Here are my observations for these 3 initial attemps:
- Average strategies are stable in uncooperative levels, no changes occur in the overall strategy of the population.
- Strategy of the best performing agent often attempts to develop a cooperative strategy but fails everytime.
My next step was to add mutations. In every simulation, I set a probability of mutation in every generation. This is how it looked like in my first test with mutation added:
Since this is a short test with 1000 generations, there aren't major changes imidiately. It looks similar to the Graph 2 which was run without mutation.

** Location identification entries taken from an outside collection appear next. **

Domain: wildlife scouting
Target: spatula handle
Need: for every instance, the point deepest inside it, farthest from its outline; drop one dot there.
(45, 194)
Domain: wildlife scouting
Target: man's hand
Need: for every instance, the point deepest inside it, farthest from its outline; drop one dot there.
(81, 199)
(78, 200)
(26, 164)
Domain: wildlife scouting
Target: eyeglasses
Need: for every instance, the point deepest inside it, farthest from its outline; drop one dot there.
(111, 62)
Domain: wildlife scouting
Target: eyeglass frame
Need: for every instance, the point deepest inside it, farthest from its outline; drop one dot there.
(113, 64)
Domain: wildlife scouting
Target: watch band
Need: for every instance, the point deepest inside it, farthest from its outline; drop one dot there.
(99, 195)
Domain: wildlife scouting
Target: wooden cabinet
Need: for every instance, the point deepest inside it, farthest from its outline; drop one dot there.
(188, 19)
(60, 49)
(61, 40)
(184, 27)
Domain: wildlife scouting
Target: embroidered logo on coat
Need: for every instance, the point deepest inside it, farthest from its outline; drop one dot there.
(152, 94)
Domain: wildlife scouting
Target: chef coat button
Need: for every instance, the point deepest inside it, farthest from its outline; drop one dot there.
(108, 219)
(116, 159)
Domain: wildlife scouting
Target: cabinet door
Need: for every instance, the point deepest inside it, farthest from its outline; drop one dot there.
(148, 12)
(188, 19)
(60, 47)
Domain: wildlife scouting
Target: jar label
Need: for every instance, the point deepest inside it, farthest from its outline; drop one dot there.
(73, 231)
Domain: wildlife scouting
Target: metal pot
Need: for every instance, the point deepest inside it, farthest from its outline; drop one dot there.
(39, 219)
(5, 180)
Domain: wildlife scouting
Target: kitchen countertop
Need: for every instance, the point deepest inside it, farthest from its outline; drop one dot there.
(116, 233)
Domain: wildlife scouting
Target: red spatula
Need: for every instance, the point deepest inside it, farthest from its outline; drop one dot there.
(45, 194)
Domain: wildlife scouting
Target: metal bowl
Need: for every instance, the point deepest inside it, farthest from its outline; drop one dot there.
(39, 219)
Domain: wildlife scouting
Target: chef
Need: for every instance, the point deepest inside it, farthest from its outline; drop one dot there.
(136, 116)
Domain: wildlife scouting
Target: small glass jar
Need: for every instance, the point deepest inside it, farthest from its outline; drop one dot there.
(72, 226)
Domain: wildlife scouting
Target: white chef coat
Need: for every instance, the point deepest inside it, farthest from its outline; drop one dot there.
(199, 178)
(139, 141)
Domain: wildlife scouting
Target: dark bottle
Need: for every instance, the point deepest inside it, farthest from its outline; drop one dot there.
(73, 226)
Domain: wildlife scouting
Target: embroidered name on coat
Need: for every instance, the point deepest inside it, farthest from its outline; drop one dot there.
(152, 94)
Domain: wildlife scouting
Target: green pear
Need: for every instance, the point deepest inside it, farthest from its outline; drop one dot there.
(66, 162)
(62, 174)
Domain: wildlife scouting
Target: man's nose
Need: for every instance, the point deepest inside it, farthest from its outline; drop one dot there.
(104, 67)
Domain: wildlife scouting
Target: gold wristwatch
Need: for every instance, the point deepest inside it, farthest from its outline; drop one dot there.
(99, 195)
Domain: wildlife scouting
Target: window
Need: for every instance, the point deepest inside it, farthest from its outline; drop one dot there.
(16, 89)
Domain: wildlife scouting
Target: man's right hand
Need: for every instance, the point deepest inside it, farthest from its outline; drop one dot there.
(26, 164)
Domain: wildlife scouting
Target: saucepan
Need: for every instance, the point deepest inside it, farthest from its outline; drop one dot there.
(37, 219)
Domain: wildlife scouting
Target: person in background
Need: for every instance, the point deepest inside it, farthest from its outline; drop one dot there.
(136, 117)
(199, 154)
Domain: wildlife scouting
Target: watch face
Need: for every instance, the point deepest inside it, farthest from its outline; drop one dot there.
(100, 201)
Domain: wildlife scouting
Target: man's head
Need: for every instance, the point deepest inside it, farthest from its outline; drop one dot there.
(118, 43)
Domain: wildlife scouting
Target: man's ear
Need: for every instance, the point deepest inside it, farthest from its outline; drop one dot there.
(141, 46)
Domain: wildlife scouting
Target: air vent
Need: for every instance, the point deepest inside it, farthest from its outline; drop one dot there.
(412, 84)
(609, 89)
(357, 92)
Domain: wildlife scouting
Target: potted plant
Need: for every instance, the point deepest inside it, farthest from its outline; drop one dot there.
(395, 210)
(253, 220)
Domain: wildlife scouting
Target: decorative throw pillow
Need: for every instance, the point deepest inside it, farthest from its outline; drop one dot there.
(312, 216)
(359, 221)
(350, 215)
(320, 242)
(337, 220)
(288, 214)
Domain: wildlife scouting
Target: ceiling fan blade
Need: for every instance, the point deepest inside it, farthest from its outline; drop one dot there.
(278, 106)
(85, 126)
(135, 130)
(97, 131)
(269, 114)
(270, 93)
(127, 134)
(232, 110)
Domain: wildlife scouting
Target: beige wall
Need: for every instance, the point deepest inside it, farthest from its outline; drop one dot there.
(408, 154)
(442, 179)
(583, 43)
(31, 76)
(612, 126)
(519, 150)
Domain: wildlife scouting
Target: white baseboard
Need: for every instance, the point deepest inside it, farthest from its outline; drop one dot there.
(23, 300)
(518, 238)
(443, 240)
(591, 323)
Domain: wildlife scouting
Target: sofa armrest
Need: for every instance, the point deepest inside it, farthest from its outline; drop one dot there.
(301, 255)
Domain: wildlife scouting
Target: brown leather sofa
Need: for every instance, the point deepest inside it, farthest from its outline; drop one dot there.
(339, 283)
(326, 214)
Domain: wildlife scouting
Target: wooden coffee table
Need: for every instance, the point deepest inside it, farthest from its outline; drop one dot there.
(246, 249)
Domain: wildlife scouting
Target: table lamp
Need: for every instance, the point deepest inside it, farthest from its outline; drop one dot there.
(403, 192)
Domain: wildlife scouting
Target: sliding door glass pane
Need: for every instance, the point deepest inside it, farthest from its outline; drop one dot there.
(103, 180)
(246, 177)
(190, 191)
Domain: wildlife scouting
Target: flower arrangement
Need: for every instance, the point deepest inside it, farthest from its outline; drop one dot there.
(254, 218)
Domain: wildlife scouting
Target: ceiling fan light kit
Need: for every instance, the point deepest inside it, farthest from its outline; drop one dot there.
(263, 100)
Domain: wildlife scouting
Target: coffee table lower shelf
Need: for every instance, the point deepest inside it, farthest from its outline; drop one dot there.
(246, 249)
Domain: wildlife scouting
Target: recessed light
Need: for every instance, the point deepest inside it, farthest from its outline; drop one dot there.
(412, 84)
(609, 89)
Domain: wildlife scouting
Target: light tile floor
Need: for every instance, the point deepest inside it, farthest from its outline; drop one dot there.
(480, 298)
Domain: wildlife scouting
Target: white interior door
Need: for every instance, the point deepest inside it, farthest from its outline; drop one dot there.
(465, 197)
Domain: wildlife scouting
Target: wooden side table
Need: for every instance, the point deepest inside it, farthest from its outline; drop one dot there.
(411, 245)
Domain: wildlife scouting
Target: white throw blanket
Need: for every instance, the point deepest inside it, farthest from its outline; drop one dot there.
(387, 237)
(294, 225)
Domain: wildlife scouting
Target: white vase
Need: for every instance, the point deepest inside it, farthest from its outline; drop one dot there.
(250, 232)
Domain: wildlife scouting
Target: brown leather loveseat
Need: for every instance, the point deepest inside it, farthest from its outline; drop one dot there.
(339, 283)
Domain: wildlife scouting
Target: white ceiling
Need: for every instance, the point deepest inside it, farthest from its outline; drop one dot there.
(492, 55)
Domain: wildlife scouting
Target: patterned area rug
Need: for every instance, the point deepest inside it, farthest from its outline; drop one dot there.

When initializing strategy probabilities for a new agent, I was using pseudo-random values. I then decided to add a sigmoid function step to my strategy probability initialization. Combined with the addition of mutation, my next test produced the following result:
This was the first time cooperative strategy gained dominance. Best performing agent always had high R probability and average R probability gradually increased. After this short test with 1000 generations, I ran another test to see how strategies evolved for more generations:
Until now, there were two ways for agents with new strategy probabilities to enter the generation: One is when worst performing agents get deleted and new agents with random strategies are created insted, and the other way is when an existing agents get mutated. In this step, I changed the former one so that strategy initialization is not random but is done by blending the strategies of the best performing agents. This resulted in the following evolution:
In this test, agents evolved in a way that resulted with a strategy described in the paper as Pavlov player. This type of player is described with the following sentences in the paper:
A Pavlov player cooperates if and only if both players opted for the same alternative in the previous move. The name stems from the fact that this strategy embodies the almost reflex-like response to the payoff: it repeats its former move if it was rewarded R or T points, but switches behaviour if it was punished by receiving only P or S points.
My second test with more generations created a similar result, with Pavlov domination:
Another thing we can observe is that the worst performing agent strategy is no longer a random behaivour. It is similar to the most common strategy of the population.
I then implemented the concept of trembling hand. This is analogus to adding noise to the environment. Agents occasionally miscommunicate and make mistakes: They cooperate or betray by mistake.
Another Pavlov dominated group of agents evolved:
When I increased the noise (probability of making a mistake), all agents evolved to uncooperative agents:
After completing every features, I wanted to run the simulation for thousands of times but there was an issue. It was taking too long. I decided to look into multi-threading to run the simulation faster. After implementing multi-threading, I ran the simulation for 100.000 generations and I got the following result:
In this run there was again a Pavlov domination, but interestingly this domination collapsed towards the end.